Thu Jun 07, 2012 9:04 pm Change Time Zone

pyrannis,
That is exactly what I need to get it started, and running. However if you or anyone else has a second I could use some help understanding the difference between the two sections of code I was given. namely your NORMALIZE calls because I do not really understand why the first one calls the code 60 times for each record and Richards acts computes each step off of the full record.
The first parameter to Bob's NORMALIZE was his BaseData dataset, which contained several records, while the first parameter to my NORMALIZE was the BlankDS dataset, which contained exactly one record. NORMALIZE always calls the TRANSFORM function the number of times specified in its second parameter (in this case, 60) for each record in the dataset specified as its first parameter. That's why my code called the TRANSFORM exactly 60 times.

Also this is an abrupt change of topic, but is there is good tutorial how to use the LEFT and RIGHT pointers anywhere? Something tells me I do not really want to create a new data set every time I need to compute somethings because the next version of this algorithm will probably take of couple of iterations and without using LEFT and RIGHT that could take up a lot of space.
First off, there is no such thing in ECL as a "pointer" -- LEFT and RIGHT are simply "disambiguators" that are used in circumstances where you are operating on a pair of records (or datasets) and need to qualify which record the specific field is from. For example:

Code: Select all
d := DEDUP(ds,LEFT.Field1 = RIGHT.Field2);
This code defines a deduped recordset, where "duplicates" are any records where the Field1 value in the first record matches the Field2 value in the second. The first rec (the LEFT) will be compared to the second (the RIGHT), and if the values match, the second rec will be thrown away...

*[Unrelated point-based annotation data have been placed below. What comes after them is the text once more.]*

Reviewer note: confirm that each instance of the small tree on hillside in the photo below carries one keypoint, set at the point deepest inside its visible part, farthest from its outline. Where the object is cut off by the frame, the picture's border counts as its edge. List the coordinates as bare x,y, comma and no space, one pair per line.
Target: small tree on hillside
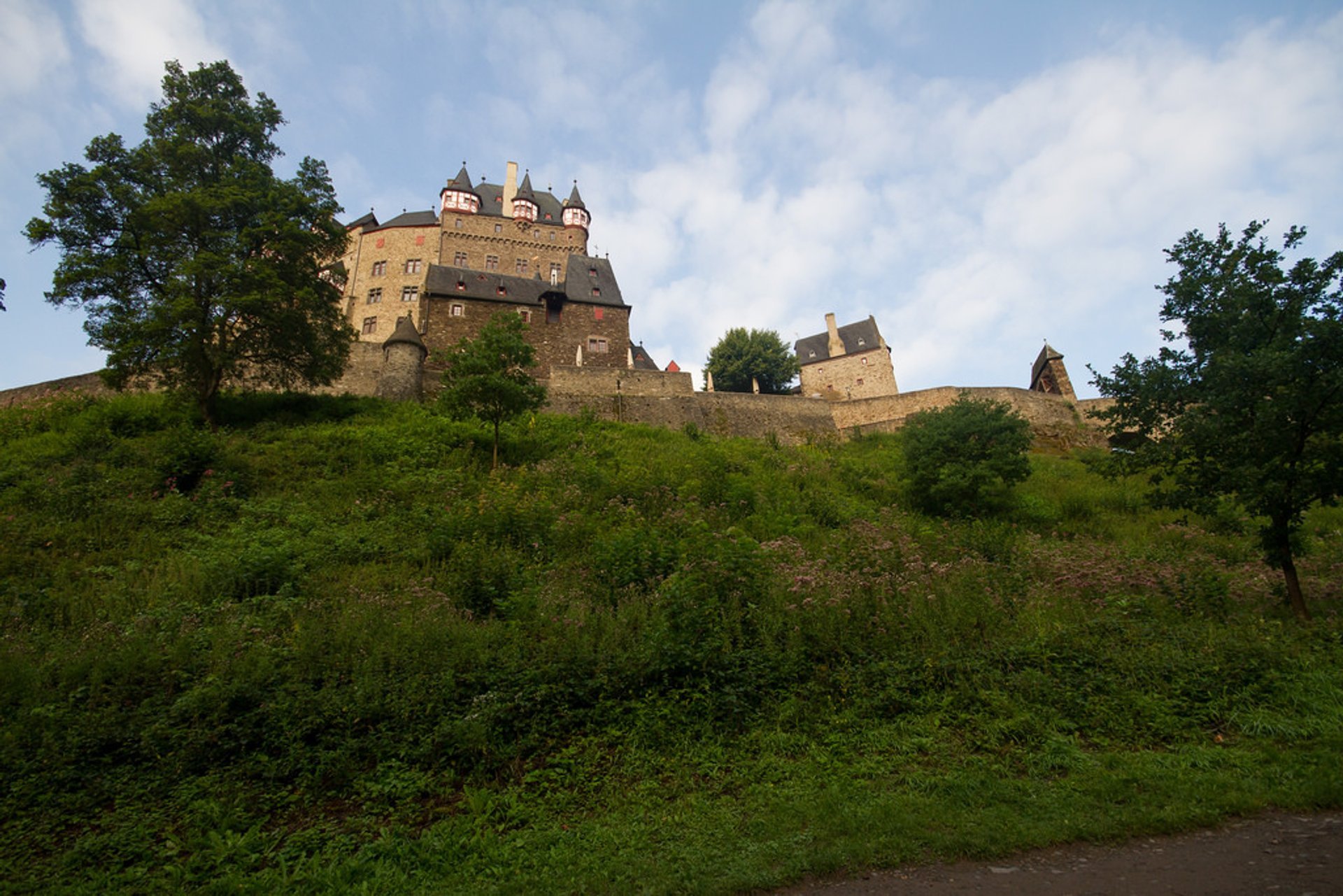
488,376
965,457
194,262
758,354
1251,410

Secondly, when you say, "I do not really want to create a new data set every time I need to compute somethings ... that could take up a lot of space" you are showing me that you are thinking about ECL procedurally (a bad mistake to make). ECL is a DECLARATIVE, NON-PROCEDURAL language. That means that all your ECL code ever does is define what you want, not how the job gets done -- therefore you are never writing "executable code" when you write ECL. A definition is just that -- a definition. The executable code that actually does the work is generated for you by the compiler. These are fundamental concepts that we drill into students when they come to our ECL training classes (highly recommended).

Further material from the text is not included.